The continuous researvoir model updating is widely used to calibrate reservoir simulation models to production data, but many challenges remain. First, few real field data are available to test the new history matching method, and most of the data sets are synthetic cases. Second, computational cost may be high when using non-Gaussian priors or nonlinear models. Third, with large complex models, the simulation runs and history matching method require huge memory allocations.
This dissertation achieves a continuous reservoir model updating workflow with a meter-scale , two-phase flow experiment. Both production and seismic data are collected in the experiment. Because the data are high-frequency sequential data with noise, the EnKF method is used to efficiently integrate them.
To better understand the problem, scaling analysis is done on the capillary transition zone. Two new dimensionless numbers are introduced-capillary time and capillary length. We found that for different models, if their capillary time and gravity number are equal, the capillary length would be the same. The scaling analysis results help us find a proper flow rate for the sand tank experiment.

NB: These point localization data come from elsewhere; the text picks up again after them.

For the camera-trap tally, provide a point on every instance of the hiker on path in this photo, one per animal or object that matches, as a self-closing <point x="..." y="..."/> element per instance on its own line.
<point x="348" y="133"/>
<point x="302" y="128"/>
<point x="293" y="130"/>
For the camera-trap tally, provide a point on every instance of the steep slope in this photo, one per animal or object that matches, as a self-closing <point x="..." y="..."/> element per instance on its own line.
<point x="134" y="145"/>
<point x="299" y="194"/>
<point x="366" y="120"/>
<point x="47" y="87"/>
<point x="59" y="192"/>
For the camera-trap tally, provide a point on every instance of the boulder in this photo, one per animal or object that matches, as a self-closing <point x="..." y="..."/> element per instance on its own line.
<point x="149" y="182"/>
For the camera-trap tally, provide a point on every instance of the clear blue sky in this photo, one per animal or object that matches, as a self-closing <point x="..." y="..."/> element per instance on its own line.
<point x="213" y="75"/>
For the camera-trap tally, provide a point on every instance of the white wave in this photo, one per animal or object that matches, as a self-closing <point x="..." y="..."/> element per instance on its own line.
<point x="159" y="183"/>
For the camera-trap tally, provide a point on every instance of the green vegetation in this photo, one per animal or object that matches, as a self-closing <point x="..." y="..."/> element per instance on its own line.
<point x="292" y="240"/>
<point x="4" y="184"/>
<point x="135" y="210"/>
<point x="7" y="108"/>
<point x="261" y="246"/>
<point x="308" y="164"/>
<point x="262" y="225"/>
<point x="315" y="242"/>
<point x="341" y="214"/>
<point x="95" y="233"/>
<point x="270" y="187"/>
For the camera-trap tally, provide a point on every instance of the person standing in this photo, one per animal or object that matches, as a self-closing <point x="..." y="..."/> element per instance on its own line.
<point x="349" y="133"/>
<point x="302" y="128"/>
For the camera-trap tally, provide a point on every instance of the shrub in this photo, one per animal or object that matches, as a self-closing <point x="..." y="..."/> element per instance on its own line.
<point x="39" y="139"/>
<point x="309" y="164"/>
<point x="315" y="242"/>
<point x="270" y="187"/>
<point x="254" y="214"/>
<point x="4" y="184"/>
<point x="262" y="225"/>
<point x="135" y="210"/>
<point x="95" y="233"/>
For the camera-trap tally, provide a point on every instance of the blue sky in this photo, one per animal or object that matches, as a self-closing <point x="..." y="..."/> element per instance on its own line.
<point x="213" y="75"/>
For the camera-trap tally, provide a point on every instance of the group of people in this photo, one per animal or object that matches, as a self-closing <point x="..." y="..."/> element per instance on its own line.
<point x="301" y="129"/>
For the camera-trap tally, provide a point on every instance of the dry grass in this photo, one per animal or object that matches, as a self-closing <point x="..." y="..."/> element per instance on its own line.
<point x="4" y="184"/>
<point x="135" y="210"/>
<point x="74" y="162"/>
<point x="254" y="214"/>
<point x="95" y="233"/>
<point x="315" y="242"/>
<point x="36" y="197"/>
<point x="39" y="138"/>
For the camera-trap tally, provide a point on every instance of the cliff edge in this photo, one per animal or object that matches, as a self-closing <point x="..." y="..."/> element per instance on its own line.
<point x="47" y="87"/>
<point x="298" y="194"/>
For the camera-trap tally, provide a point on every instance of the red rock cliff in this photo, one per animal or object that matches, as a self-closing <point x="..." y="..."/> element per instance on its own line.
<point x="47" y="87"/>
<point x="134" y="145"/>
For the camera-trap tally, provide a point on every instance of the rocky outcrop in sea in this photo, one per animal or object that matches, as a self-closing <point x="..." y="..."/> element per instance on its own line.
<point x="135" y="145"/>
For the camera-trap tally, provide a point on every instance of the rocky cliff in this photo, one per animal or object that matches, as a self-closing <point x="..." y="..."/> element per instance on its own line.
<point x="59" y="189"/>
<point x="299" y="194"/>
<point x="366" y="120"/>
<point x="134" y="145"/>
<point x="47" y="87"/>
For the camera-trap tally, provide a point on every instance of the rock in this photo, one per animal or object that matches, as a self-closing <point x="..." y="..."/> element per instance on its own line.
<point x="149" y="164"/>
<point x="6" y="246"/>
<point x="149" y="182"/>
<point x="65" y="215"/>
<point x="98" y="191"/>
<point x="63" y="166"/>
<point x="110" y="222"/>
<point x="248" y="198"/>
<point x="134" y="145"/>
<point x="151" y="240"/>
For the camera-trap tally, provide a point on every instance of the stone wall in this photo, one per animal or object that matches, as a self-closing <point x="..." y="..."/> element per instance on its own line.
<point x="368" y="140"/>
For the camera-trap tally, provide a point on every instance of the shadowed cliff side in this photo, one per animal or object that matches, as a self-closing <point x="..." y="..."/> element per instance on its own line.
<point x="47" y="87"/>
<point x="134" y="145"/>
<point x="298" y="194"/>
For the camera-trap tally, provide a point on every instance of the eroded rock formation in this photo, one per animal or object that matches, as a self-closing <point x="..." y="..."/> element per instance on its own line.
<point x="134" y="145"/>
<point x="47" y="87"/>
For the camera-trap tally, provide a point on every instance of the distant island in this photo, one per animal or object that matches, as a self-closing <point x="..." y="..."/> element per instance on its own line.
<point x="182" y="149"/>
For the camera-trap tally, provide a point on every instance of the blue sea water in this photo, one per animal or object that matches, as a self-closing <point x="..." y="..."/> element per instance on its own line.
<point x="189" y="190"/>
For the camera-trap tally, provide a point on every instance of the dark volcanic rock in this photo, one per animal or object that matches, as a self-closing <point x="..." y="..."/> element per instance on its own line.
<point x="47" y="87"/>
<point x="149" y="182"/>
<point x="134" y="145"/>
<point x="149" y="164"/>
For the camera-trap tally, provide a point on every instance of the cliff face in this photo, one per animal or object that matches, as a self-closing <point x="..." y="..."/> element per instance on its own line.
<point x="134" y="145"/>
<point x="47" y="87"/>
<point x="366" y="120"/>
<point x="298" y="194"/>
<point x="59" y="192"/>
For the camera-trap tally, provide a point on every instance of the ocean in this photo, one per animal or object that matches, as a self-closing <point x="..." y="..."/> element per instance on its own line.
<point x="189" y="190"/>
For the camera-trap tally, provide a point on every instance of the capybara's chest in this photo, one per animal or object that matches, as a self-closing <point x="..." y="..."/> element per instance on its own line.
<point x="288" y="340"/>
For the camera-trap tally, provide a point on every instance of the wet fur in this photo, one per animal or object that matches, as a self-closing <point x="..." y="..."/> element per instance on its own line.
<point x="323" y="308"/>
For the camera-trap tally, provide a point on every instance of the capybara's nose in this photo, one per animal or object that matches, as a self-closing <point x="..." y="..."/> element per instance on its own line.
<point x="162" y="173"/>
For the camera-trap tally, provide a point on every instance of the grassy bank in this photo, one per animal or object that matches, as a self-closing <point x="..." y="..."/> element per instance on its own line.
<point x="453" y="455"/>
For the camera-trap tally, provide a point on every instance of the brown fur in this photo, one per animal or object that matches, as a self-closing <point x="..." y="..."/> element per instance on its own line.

Two experiments are conducted to test the workflow and the EnKF method. In the first one, both the production and seismic data are collected and analyzed. The production data have large errors in the flow rate and they are integrated to improve reservoir models using EnKF method. The history matching results are in an acceptable range which demonstrate that even if the observation data has large error, the EnKF method still works. In the second experiment, the errors of flow rate are reduced by measuring manually with a graduated cylinder. Because the data quality are much better in the second experiment, the observations can be matched easily.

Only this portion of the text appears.